We have 5 Entries from the first Season into the Top 20 Episodes with most dialogues, while we have 8 from the Second and 7 from the Third Season. 

The Drill is the episode with the most number of dialogues, here's an overview of the Episode taken from the [Avatar Wiki](https://avatar.fandom.com/wiki/The_Drill) in case you don't remember:

> Having successfully navigated the Serpent's Pass, Aang is determined to journey to Ba Sing Se in the hopes of finding his lost bison, Appa. However, he discovers a Fire Nation drill heading straight for Ba Sing Se, intent on destroying the wall. Aang and the group succeed in demolishing the drill from the inside of the mechanism. Meanwhile, Jet wishes to recruit Zuko as a member of the Freedom Fighters, only to learn Zuko and Iroh are firebenders.

In [None]:
ratings = []
for i in range(len(chapter_dialogues)):
    chapter = chapter_dialogues.iloc[i]['Chapter']
    imdb_rating = avatar[avatar['chapter'] == chapter]['imdb_rating'].mean()
    ratings.append(imdb_rating)
chapter_dialogues['IMDB Rating'] = ratings
chapter_dialogues['IMDB Rating'].fillna(9.7, inplace = True)

In [None]:
chapter_dialogues['Dialogues Per Rating'] = chapter_dialogues['Number of Dialogues'] / chapter_dialogues['IMDB Rating']
chapter_dialogues = chapter_dialogues.sort_values(by = 'Dialogues Per Rating')

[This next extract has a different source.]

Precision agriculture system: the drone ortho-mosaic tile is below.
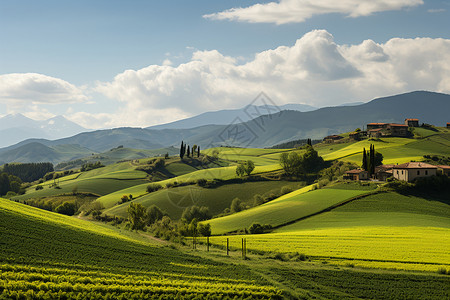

We see the Top 20 Episodes why require the least number of dialogues to gain one unit of ImDB rating. 

In [None]:
colors = []
for i in range(20):
    if(chapter_dialogues.iloc[i]['Book'] == 'Fire'):
        colors.append('#cd0000')
    elif(chapter_dialogues.iloc[i]['Book'] == 'Water'):
        colors.append('#3399ff')
    else:
        colors.append('#663307')
trace = go.Bar(x = chapter_dialogues.iloc[:20][::-1]['Dialogues Per Rating'], y = chapter_dialogues.iloc[:20][::-1]['Chapter'],
              text = chapter_dialogues.iloc[:20][::-1]['IMDB Rating'], orientation = 'h', marker_color = colors, 
              textposition="outside",texttemplate='%{text:.2s}',
              textfont=dict(
              family="sans serif",
              size=18,
              color="Black")
)
fig = go.Figure([trace])
fig.update_layout(title = {'text':'Top 20 Episodes with the Least Dialogues Per Rating', 'x':0.5},
                 xaxis_title="Num of Dialogues / IMDB Rating",
                 yaxis_title="Chapter Name",
                 template = 'plotly_white')
fig.show()

## Important Insights:

- Sozin's Comet Part 4 is the Finale episode of the show. There was a lot of action in terms of fight scenes which explains why it is at the top as there wasn't many dialogues in those war scenes.

In [None]:
fig  = px.scatter(chapter_dialogues, x = 'Number of Dialogues', y = 'IMDB Rating', trendline = 'ols', color = 'Book',
                 color_discrete_map={'Fire':'#cd0000', 'Water':'#3399ff', 'Earth':'#663307'},hover_name='Chapter' ,template = 'plotly_white',
                 title = 'Relation Between Number of Dialogues and IMDB Rating')
fig.show()

# <center> Analyzing what the Major Characters say <center>

In [None]:
stopwords = set(STOPWORDS)
def createCorpus(character_name):
    df = avatar[avatar['character'] == character_name]
    corpus = ""
    for des in df['character_words'].to_list():
        corpus += des
    return corpus

def generateWordCloud(character_name, background_color):
    plt.subplots(figsize=(12,8))
    corpus = createCorpus(character_name)
    wordcloud = WordCloud(background_color=background_color,
                          contour_color='black', contour_width=4, 
                          stopwords=stopwords,
                          width=1500, margin=10,
                          height=1080
                         ).generate(corpus)
    plt.imshow(wordcloud)
    plt.axis('off')
    plt.show()

## Aang

In [None]:
generateWordCloud('Aang', 'White')

Aang talks to Katara (love-interest) and Sokka (love-interest's brother) a lot. 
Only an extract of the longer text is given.